The Los Angeles Chargers, also nicknamed the Bolts or Super Chargers, are a professional football team based in Carson, California. They are members of the National Football League (NFL) as part of the American Football Conference (AFC) in the AFC West division. Established in 1960, the Chargers are currently playing in StubHub Center until they share a stadium with the Los Angeles Rams in Inglewood, California, starting in 2019.
The club began play in 1960 as a charter member of the American Football League (AFL), spending its first season in Los Angeles then moving to San Diego in 1961. The Chargers won one AFL Championship in 1963 before joining the NFL in 1970 as part of the AFL-NFL Merger. The Chargers appeared in Super Bowl XXIX in 1994, losing to the San Francisco 49ers.

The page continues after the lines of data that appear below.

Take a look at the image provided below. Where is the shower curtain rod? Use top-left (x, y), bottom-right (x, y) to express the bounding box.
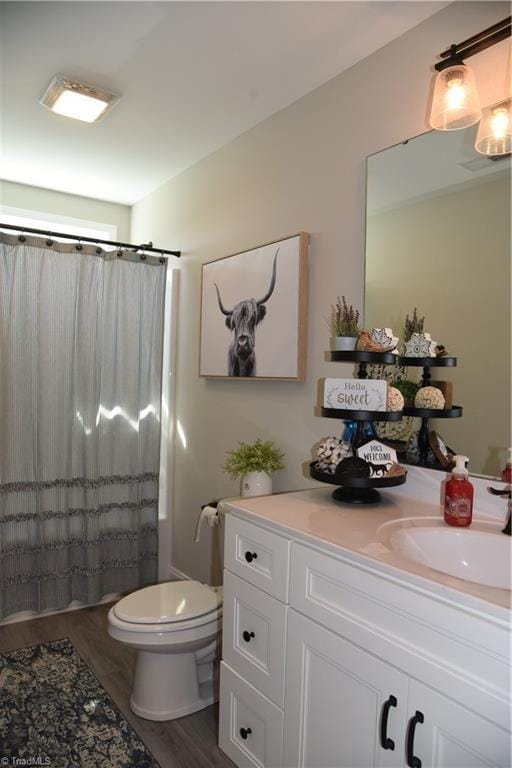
top-left (0, 223), bottom-right (181, 258)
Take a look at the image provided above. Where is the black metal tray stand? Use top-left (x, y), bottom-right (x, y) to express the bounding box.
top-left (398, 357), bottom-right (462, 467)
top-left (309, 351), bottom-right (406, 504)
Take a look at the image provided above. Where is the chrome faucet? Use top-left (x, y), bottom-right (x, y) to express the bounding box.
top-left (488, 485), bottom-right (512, 536)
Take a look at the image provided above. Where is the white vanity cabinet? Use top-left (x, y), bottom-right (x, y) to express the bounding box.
top-left (283, 610), bottom-right (511, 768)
top-left (283, 610), bottom-right (407, 768)
top-left (219, 497), bottom-right (512, 768)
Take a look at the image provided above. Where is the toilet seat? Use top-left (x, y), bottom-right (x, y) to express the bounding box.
top-left (113, 580), bottom-right (222, 632)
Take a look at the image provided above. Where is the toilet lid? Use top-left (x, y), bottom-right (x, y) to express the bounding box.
top-left (114, 581), bottom-right (222, 624)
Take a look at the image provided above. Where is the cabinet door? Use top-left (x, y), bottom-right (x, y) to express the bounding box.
top-left (406, 680), bottom-right (512, 768)
top-left (284, 610), bottom-right (407, 768)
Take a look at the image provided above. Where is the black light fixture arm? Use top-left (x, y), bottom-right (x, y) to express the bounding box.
top-left (0, 223), bottom-right (181, 258)
top-left (434, 16), bottom-right (512, 72)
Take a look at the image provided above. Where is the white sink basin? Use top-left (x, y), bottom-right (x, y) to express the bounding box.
top-left (386, 523), bottom-right (511, 589)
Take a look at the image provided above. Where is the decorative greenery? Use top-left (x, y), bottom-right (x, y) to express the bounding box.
top-left (404, 307), bottom-right (425, 342)
top-left (222, 438), bottom-right (284, 478)
top-left (331, 296), bottom-right (360, 336)
top-left (393, 379), bottom-right (420, 405)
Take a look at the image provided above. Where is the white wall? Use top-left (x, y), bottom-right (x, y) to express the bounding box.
top-left (0, 180), bottom-right (131, 242)
top-left (132, 2), bottom-right (509, 580)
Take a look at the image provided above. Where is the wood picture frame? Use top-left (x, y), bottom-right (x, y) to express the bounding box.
top-left (199, 232), bottom-right (309, 381)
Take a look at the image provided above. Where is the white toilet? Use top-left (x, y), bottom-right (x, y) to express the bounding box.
top-left (108, 581), bottom-right (222, 720)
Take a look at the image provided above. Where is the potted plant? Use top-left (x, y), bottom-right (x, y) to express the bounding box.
top-left (331, 296), bottom-right (360, 350)
top-left (222, 438), bottom-right (284, 496)
top-left (393, 379), bottom-right (420, 406)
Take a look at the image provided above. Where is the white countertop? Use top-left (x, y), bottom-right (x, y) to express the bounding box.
top-left (223, 485), bottom-right (511, 623)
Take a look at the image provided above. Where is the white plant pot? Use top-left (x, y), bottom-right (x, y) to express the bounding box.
top-left (242, 472), bottom-right (272, 496)
top-left (334, 336), bottom-right (357, 352)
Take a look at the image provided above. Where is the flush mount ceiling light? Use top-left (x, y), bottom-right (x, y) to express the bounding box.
top-left (430, 16), bottom-right (512, 155)
top-left (39, 75), bottom-right (121, 123)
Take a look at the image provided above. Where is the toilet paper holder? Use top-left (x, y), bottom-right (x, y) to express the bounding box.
top-left (194, 501), bottom-right (219, 542)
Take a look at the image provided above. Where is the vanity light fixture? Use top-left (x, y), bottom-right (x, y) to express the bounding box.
top-left (39, 75), bottom-right (121, 123)
top-left (475, 99), bottom-right (512, 155)
top-left (430, 16), bottom-right (512, 155)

Since 1970 since San Diego joined the NFL, the Green Bay Packers have defeated the Chargers in nine out of ten head-to-head regular season games, the highest winning percentage (90%) the Packers hold against all current NFL teams. The Chargers lone victory came during the 1984 season.
The San Diego Chargers were established with seven other American Football League (AFL) teams in 1959. As owner, Barron Hilton agreed after his general manager, Frank Ready picked the "Chargers" name when he purchased an AFL franchise for Los Angeles, naming it the Los Angeles Chargers.
“I liked it because they were yelling ‘charge’ and sounding the bugle at Dodgers Stadium and at USC games.”
Despite Hilton's appreciation for the Los Angeles chant, the Chargers only played one season in Los Angeles. In 1961, the franchise moved 120 miles south to San Diego, renaming themselves the San Diego Chargers.